There have been several modifications and advancements made in the ATPA to increase tumor removal and decrease surgical complications. However, complications related to surgical approach occurred, such as venous occlusion-related brain injury and facial nerve damage at pyramid resection. CSF leak remained an unsolved problem related to the ATPA procedures. Preoperative assessment of venous variation of the middle fossa, pneumatization of the temporal bone, and intraoperative monitoring of cranial nerves are important procedures to decrease these complications.

摘要

目的

前岩下经路(ATPA)最初于 1985 年报道。作者所在机构在 1984 年至 2017 年期间有 274 例使用 ATPA 进行手术的病例记录。尽管在这 33 年中,ATPA 经历了许多技术进步和改进,但据作者所知,目前尚无文章详细分析 ATPA 的变化和并发症。在本研究中,作者分析了他们的患者系列,以阐明 ATPA 方法随时间的改进,同时突出未解决的问题,并评估如何避免手术并发症。

方法

回顾性分析了作者所在机构在 1984 年至 2017 年间使用 ATPA 的所有手术病例(274 例患者),分析内容包括图表、临床总结、手术记录和手术录像。获得的参数包括患者年龄和性别、诊断、肿瘤大小、疾病部位、手术日期、手术前后的神经症状、放射学确认的脑损伤和其他手术并发症。最常见的诊断是岩斜坡脑膜瘤(n=158),其次是三叉神经鞘瘤(n=32)、脊索瘤(n=25)、表皮样肿瘤(n=21)、其他肿瘤(n=27)、动脉瘤(n=6)和其他(n=5)。

结果

最初进行了 239 例原始 ATPA。在另外 35 例中,进行了改良的 ATPA。带有 ATPA 的颧骨切开术是一种常见的改良方法,在 35 例中有 19 例使用该方法,以减少高位肿瘤颞叶回缩损伤。

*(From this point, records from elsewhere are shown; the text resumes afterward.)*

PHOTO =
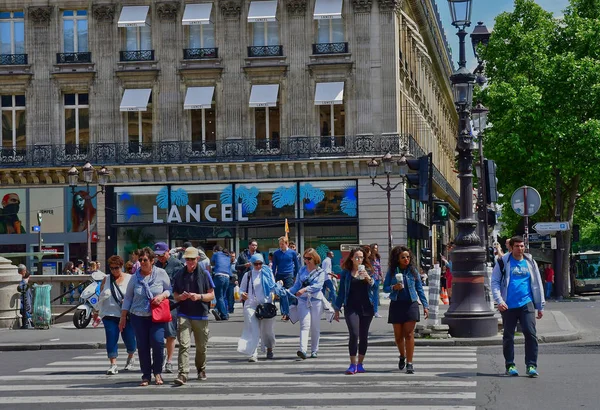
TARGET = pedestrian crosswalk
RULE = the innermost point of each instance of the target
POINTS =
(444, 378)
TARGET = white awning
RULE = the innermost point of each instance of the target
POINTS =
(262, 11)
(198, 97)
(135, 99)
(264, 95)
(133, 16)
(329, 93)
(196, 14)
(328, 9)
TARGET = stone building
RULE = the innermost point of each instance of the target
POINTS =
(219, 120)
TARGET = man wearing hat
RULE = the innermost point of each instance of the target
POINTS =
(172, 266)
(193, 289)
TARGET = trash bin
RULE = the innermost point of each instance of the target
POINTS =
(42, 311)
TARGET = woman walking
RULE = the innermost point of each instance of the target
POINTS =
(148, 286)
(403, 283)
(355, 295)
(308, 288)
(112, 292)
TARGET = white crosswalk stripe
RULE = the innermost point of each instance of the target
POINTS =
(444, 379)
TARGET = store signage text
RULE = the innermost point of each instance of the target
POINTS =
(193, 214)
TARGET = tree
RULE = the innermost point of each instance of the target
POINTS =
(544, 100)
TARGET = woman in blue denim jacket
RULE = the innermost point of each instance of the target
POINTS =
(356, 296)
(403, 283)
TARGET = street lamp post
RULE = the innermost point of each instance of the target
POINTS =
(88, 176)
(388, 162)
(469, 314)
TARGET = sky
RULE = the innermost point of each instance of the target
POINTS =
(486, 11)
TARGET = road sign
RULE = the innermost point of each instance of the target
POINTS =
(526, 195)
(551, 226)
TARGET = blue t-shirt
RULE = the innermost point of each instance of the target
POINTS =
(519, 288)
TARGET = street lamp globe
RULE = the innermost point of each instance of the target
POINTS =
(460, 11)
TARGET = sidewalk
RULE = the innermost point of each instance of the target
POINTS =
(553, 328)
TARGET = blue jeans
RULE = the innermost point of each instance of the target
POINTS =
(149, 336)
(221, 285)
(526, 316)
(111, 329)
(230, 299)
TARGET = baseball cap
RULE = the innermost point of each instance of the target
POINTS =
(160, 248)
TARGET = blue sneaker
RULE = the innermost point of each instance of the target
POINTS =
(511, 370)
(532, 371)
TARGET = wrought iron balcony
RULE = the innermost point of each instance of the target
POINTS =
(73, 58)
(330, 48)
(265, 51)
(137, 55)
(200, 53)
(13, 59)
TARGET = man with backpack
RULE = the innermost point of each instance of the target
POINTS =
(518, 291)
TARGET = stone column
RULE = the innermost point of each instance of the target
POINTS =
(9, 297)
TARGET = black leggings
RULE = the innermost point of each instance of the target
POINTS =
(358, 327)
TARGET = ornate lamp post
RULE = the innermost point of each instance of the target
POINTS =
(469, 314)
(88, 176)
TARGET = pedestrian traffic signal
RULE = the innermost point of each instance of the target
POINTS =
(441, 213)
(426, 259)
(491, 182)
(419, 180)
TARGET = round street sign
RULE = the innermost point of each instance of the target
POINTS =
(523, 195)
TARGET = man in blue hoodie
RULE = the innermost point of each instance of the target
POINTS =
(518, 291)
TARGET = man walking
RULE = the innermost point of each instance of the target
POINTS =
(193, 289)
(518, 291)
(172, 266)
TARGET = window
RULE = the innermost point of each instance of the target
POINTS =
(330, 31)
(13, 122)
(77, 122)
(12, 32)
(75, 31)
(267, 127)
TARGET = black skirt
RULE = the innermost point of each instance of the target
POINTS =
(403, 311)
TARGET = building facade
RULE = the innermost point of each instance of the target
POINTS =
(219, 120)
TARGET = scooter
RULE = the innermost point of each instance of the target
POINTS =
(88, 301)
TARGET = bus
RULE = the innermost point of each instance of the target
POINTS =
(587, 271)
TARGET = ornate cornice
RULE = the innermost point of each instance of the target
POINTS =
(104, 13)
(40, 15)
(167, 11)
(362, 6)
(297, 7)
(231, 9)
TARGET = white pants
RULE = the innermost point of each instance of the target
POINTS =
(255, 331)
(309, 314)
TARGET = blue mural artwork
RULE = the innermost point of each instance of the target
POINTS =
(284, 196)
(349, 204)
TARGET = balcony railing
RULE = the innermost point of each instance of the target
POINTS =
(73, 58)
(200, 53)
(330, 48)
(13, 59)
(265, 51)
(137, 55)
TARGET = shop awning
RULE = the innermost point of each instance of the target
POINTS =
(133, 16)
(196, 14)
(262, 11)
(328, 9)
(198, 97)
(135, 99)
(264, 95)
(329, 93)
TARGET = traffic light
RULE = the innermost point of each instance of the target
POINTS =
(426, 259)
(420, 179)
(491, 182)
(441, 213)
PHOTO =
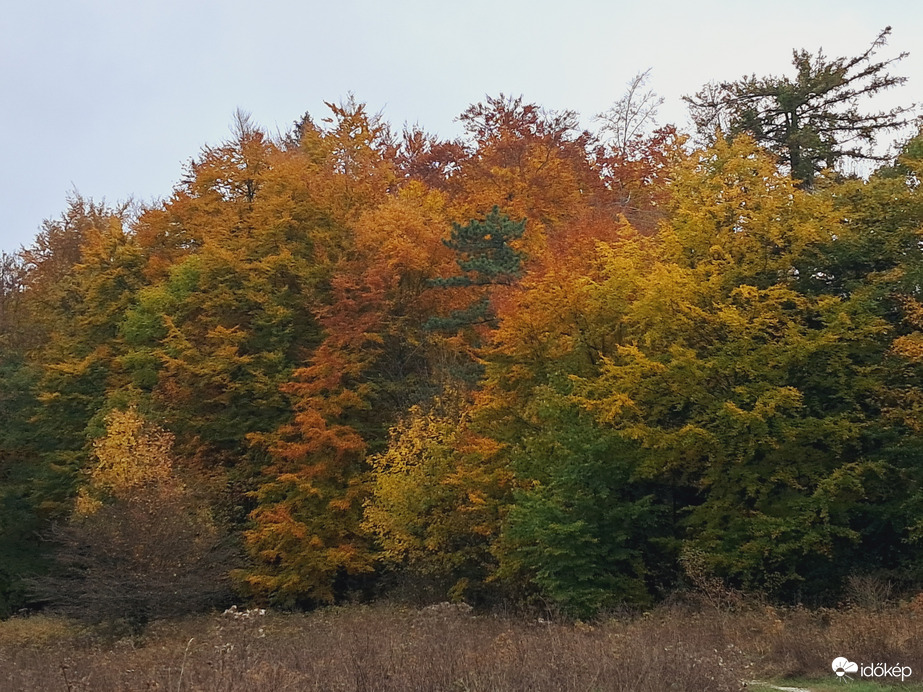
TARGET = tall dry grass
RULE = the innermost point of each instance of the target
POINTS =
(374, 649)
(681, 648)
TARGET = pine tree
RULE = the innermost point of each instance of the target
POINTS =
(812, 121)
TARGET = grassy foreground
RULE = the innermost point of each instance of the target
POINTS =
(448, 648)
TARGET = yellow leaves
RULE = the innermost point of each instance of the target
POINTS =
(132, 454)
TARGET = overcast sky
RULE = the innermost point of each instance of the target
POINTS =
(112, 97)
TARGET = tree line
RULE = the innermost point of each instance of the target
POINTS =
(534, 363)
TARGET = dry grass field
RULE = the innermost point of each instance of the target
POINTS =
(450, 649)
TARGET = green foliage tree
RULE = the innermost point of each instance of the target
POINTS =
(812, 121)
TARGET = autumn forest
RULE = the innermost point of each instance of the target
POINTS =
(536, 364)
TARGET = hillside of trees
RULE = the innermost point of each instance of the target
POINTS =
(535, 364)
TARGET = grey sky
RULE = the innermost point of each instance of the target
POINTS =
(112, 97)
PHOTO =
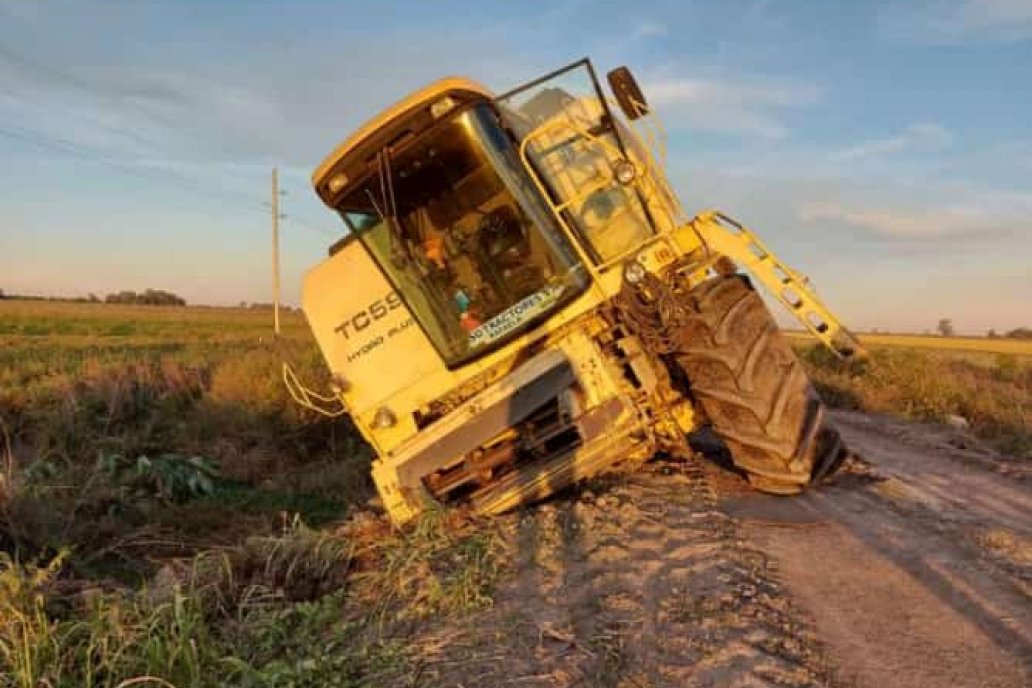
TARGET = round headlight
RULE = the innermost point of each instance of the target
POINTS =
(634, 272)
(384, 418)
(624, 171)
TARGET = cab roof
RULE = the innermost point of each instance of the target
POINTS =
(385, 128)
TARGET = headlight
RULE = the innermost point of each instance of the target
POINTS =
(634, 272)
(384, 418)
(624, 171)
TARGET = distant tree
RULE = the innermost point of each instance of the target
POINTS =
(148, 297)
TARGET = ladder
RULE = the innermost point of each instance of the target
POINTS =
(792, 289)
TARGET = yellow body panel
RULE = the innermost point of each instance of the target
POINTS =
(399, 109)
(618, 395)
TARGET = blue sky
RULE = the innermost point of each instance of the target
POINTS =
(883, 149)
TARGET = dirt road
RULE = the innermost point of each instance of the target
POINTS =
(918, 574)
(912, 568)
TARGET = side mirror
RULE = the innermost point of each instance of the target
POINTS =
(627, 93)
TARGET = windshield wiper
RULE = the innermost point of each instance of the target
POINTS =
(388, 210)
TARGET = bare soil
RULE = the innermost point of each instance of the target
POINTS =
(912, 567)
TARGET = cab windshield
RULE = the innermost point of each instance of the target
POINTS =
(465, 239)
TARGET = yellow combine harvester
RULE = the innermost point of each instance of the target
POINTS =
(520, 302)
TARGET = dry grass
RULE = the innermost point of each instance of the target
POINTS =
(200, 565)
(993, 346)
(994, 396)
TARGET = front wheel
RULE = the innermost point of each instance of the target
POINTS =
(744, 375)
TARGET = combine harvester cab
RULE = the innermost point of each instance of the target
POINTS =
(520, 302)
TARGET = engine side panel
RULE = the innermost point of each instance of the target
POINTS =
(366, 333)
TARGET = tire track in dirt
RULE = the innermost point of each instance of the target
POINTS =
(916, 574)
(646, 585)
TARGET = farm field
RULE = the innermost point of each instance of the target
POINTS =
(167, 512)
(934, 342)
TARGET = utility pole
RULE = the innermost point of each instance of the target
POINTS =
(276, 253)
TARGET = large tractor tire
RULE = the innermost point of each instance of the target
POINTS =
(744, 375)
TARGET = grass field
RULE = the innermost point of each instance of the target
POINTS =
(934, 342)
(165, 511)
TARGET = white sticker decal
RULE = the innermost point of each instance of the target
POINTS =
(511, 318)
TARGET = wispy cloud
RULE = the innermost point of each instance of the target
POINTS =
(649, 29)
(922, 137)
(910, 224)
(738, 105)
(956, 22)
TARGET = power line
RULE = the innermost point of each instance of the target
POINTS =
(59, 144)
(63, 145)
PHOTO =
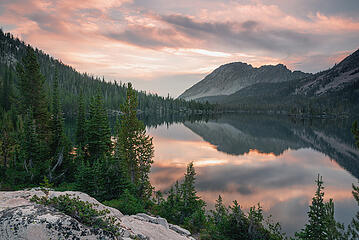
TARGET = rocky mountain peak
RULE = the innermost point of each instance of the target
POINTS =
(229, 78)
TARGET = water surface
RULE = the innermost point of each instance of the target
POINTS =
(254, 158)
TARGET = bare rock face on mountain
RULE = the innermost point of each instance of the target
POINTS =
(22, 219)
(229, 78)
(339, 77)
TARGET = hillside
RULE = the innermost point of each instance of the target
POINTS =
(72, 83)
(336, 89)
(230, 78)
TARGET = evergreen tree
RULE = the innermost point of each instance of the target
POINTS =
(317, 228)
(81, 123)
(353, 228)
(355, 132)
(7, 139)
(134, 146)
(32, 92)
(321, 223)
(57, 120)
(33, 151)
(191, 202)
(6, 92)
(98, 133)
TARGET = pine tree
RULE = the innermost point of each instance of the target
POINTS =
(98, 130)
(316, 229)
(134, 146)
(6, 92)
(32, 92)
(355, 132)
(321, 223)
(353, 229)
(6, 138)
(57, 119)
(81, 123)
(33, 151)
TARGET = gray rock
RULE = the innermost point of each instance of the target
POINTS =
(40, 222)
(179, 230)
(22, 219)
(157, 220)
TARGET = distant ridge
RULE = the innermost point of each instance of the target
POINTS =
(231, 77)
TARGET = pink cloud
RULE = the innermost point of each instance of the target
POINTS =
(120, 39)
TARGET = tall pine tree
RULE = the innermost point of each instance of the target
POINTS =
(32, 93)
(81, 123)
(98, 130)
(134, 146)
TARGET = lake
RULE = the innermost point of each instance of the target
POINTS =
(268, 159)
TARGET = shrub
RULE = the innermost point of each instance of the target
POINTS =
(127, 204)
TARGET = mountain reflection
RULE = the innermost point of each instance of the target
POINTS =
(254, 159)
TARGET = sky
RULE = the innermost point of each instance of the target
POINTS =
(165, 46)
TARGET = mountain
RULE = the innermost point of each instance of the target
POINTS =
(229, 78)
(333, 90)
(72, 83)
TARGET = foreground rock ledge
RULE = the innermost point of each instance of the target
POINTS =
(22, 219)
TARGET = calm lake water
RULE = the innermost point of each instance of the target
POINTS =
(254, 158)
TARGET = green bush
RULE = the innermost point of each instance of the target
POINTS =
(127, 204)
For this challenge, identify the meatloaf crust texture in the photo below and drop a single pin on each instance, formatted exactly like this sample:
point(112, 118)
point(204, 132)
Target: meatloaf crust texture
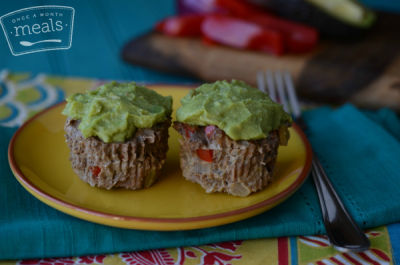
point(237, 168)
point(133, 164)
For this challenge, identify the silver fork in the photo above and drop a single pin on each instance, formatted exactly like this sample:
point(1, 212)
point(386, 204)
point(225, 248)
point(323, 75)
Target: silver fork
point(343, 233)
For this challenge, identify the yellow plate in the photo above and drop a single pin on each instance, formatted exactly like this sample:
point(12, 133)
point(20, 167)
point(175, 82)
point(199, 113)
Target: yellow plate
point(38, 157)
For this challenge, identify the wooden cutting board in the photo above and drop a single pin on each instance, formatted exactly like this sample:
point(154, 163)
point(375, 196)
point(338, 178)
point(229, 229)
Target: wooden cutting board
point(365, 72)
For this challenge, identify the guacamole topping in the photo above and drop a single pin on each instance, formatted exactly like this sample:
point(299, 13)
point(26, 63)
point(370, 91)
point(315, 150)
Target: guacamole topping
point(241, 111)
point(114, 111)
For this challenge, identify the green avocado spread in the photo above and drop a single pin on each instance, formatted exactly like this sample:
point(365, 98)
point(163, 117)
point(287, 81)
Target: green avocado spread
point(241, 111)
point(114, 111)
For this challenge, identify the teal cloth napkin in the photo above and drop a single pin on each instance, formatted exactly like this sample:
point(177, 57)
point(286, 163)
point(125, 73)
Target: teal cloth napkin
point(360, 151)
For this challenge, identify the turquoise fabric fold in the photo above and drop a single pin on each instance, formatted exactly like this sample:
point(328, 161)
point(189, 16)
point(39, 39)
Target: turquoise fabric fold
point(360, 151)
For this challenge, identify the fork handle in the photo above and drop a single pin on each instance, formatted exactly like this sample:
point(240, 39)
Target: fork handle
point(341, 229)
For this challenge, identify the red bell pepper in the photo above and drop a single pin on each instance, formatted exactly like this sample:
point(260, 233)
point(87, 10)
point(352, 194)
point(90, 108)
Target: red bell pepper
point(242, 34)
point(184, 25)
point(205, 154)
point(209, 130)
point(298, 37)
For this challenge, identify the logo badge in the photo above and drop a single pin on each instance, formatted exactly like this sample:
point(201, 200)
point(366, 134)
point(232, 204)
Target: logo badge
point(38, 28)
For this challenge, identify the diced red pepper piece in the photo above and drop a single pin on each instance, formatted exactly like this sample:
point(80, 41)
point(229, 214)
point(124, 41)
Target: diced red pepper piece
point(189, 130)
point(298, 37)
point(242, 34)
point(205, 154)
point(209, 130)
point(184, 25)
point(96, 171)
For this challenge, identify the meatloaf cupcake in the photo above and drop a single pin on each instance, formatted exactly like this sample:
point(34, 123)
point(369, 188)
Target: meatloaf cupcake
point(230, 137)
point(118, 135)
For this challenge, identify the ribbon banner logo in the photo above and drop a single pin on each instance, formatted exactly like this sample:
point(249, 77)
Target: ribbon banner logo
point(39, 28)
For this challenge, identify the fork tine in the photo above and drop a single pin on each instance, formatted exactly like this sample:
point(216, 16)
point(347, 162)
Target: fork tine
point(294, 101)
point(281, 90)
point(271, 85)
point(261, 81)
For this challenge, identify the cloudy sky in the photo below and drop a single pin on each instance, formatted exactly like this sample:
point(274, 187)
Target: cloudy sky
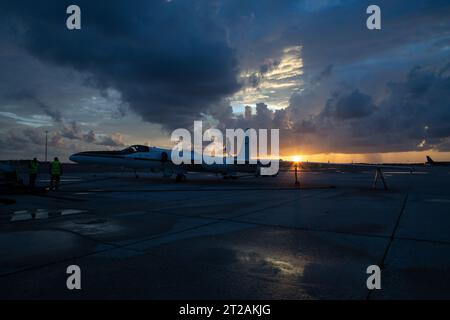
point(139, 69)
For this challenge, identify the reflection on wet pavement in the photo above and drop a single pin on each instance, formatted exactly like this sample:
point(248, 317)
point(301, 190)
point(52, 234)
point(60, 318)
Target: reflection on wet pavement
point(40, 214)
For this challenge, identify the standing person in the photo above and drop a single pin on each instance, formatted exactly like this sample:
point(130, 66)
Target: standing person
point(33, 170)
point(55, 172)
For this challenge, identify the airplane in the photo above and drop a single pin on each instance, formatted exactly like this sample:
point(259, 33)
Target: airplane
point(158, 159)
point(432, 163)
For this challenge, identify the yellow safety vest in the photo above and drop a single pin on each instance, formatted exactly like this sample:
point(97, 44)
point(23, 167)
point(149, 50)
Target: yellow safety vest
point(56, 168)
point(34, 167)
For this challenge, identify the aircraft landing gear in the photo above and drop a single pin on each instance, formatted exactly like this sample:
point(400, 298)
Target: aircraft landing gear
point(180, 178)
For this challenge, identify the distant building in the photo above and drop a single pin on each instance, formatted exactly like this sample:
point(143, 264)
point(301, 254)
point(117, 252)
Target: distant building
point(248, 113)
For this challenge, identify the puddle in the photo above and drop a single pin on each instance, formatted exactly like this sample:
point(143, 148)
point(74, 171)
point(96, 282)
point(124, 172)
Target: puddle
point(42, 214)
point(91, 222)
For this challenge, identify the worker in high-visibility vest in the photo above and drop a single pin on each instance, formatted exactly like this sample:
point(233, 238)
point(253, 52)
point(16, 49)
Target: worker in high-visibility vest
point(55, 173)
point(33, 170)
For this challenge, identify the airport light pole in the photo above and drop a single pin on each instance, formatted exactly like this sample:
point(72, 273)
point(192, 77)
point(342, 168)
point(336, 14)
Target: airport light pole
point(46, 144)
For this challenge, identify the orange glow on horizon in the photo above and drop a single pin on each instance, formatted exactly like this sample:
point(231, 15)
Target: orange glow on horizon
point(389, 157)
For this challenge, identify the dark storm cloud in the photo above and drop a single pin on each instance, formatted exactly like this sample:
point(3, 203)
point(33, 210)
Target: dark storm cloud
point(31, 96)
point(170, 61)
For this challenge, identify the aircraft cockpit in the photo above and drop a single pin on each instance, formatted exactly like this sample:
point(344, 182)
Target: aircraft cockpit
point(136, 149)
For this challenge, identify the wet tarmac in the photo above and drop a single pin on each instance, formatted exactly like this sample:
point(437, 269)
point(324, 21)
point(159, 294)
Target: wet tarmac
point(209, 238)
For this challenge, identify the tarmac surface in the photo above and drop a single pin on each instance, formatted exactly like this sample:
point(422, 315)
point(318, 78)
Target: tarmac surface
point(209, 238)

在 19 例中有 8 例(3.1%)出现无静脉出血的颞叶回缩性脑损伤,其中 1 例(0.4%)因牺牲岩下静脉而再次手术死亡。有症状的脑脊液漏是最常见的并发症,有 35 例(13.5%)发生。大多数情况下,患者通过观察或腰椎引流得到治愈,但有 6 例(17.1%)需要再次手术。自 2010 年以来,与手术入路相关的面神经损伤从 6.2%降至 3.5%;然而,脑脊液漏(13.5%)的发生率并未改善。

结论

在增加肿瘤切除率和降低手术并发症方面,ATPA 进行了多次改进和进步。然而,仍出现了与手术入路相关的并发症,如静脉阻塞性脑损伤和在切除锥体时损伤面神经。与 ATPA 手术相关的脑脊液漏仍然是一个未解决的问题。术前评估中颅窝静脉变异、颞骨气房化和术中颅神经监测是减少这些并发症的重要步骤。